Arrêt du 7 juillet 2011
Cour de droit pénal
 
Composition
MM. et Mme les Juges Mathys, Président,
Jacquemoud-Rossari et Denys.
Greffière: Mme Rey-Mermet.
 
Participants à la procédure
X.________, représenté par Me Eric Stauffacher, avocat,
recourant,
 
contre
 
Ministère public du canton de Vaud, rue de l'Université 24, 1014 Lausanne,
intimé.
 
Objet
Fixation de la peine; sursis/sursis partiel à l'exécution
de la peine,
 
recours contre le jugement du Tribunal cantonal du canton de Vaud, Cour de cassation pénale, du 21 février 2011.
 
Faits:
 
A.
A.a Par jugement du 11 novembre 2010, le Tribunal correctionnel de l'arrondissement de Lausanne a reconnu X.________ coupable de séquestration et enlèvement ainsi que d'infraction grave à la loi fédérale sur les stupéfiants.

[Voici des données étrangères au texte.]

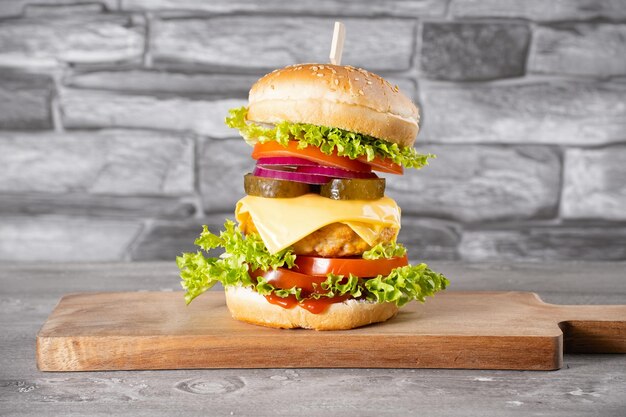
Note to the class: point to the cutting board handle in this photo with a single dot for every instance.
(592, 328)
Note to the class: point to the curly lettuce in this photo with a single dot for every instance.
(327, 139)
(245, 253)
(385, 250)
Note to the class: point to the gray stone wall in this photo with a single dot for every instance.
(112, 143)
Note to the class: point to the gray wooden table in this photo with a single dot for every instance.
(587, 384)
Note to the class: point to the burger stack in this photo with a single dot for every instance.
(314, 245)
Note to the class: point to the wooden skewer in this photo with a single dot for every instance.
(336, 48)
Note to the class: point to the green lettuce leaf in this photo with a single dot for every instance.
(385, 250)
(327, 139)
(244, 253)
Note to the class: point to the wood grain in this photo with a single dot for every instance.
(586, 385)
(467, 330)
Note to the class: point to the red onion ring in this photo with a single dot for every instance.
(334, 172)
(278, 174)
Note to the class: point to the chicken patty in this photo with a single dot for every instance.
(333, 241)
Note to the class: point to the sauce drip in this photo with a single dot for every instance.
(312, 305)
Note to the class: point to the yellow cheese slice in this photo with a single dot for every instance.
(281, 222)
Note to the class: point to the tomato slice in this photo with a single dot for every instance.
(286, 278)
(311, 153)
(383, 165)
(362, 268)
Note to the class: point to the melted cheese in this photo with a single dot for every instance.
(281, 222)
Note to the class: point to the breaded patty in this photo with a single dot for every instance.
(333, 241)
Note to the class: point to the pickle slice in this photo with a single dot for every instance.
(273, 188)
(354, 189)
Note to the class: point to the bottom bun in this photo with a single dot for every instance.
(247, 305)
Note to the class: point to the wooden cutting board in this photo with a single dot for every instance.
(475, 330)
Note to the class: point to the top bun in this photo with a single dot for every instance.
(345, 97)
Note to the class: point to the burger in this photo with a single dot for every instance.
(314, 245)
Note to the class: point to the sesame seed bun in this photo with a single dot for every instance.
(349, 98)
(248, 305)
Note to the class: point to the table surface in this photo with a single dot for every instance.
(587, 384)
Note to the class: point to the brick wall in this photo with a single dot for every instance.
(112, 145)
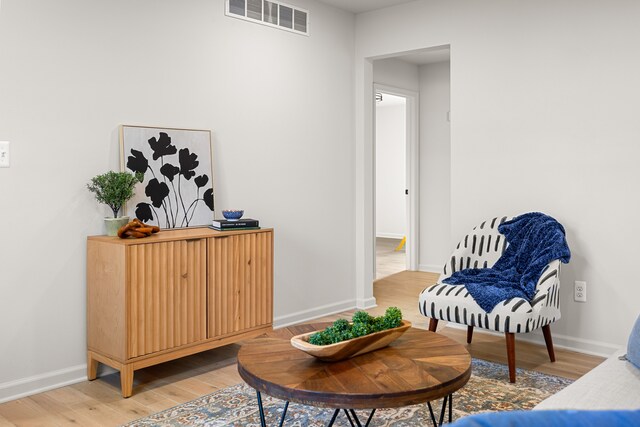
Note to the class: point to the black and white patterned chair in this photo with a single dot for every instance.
(481, 248)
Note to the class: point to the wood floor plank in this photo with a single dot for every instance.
(99, 403)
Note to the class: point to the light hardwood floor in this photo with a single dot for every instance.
(98, 403)
(389, 260)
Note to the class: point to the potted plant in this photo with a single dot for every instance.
(114, 189)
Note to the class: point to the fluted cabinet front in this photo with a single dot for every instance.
(240, 288)
(176, 293)
(167, 294)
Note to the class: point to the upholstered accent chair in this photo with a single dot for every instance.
(481, 248)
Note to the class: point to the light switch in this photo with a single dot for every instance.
(4, 154)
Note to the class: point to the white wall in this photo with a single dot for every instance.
(397, 73)
(71, 71)
(391, 143)
(544, 102)
(435, 167)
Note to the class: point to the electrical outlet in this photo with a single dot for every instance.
(580, 291)
(4, 154)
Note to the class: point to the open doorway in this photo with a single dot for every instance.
(391, 183)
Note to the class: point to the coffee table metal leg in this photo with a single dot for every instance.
(373, 411)
(355, 422)
(333, 419)
(263, 421)
(447, 399)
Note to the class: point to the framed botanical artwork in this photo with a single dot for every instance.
(177, 189)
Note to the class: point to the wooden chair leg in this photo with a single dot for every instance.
(546, 330)
(511, 355)
(92, 367)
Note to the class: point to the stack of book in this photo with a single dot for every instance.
(238, 224)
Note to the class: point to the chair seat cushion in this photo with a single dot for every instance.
(633, 347)
(453, 303)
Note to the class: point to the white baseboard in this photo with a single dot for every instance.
(313, 313)
(430, 268)
(390, 235)
(579, 345)
(23, 387)
(17, 389)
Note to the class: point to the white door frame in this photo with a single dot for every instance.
(412, 171)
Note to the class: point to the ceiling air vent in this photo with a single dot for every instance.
(271, 13)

Il l'a condamné à une peine privative de liberté de deux ans, sous déduction de la détention préventive, à une peine pécuniaire de 360 jours-amende à 30 fr. le jour et a suspendu l'exécution de la peine privative de liberté en fixant un délai d'épreuve de cinq ans.
 
A.b Ce jugement repose, en résumé, sur l'état de fait suivant.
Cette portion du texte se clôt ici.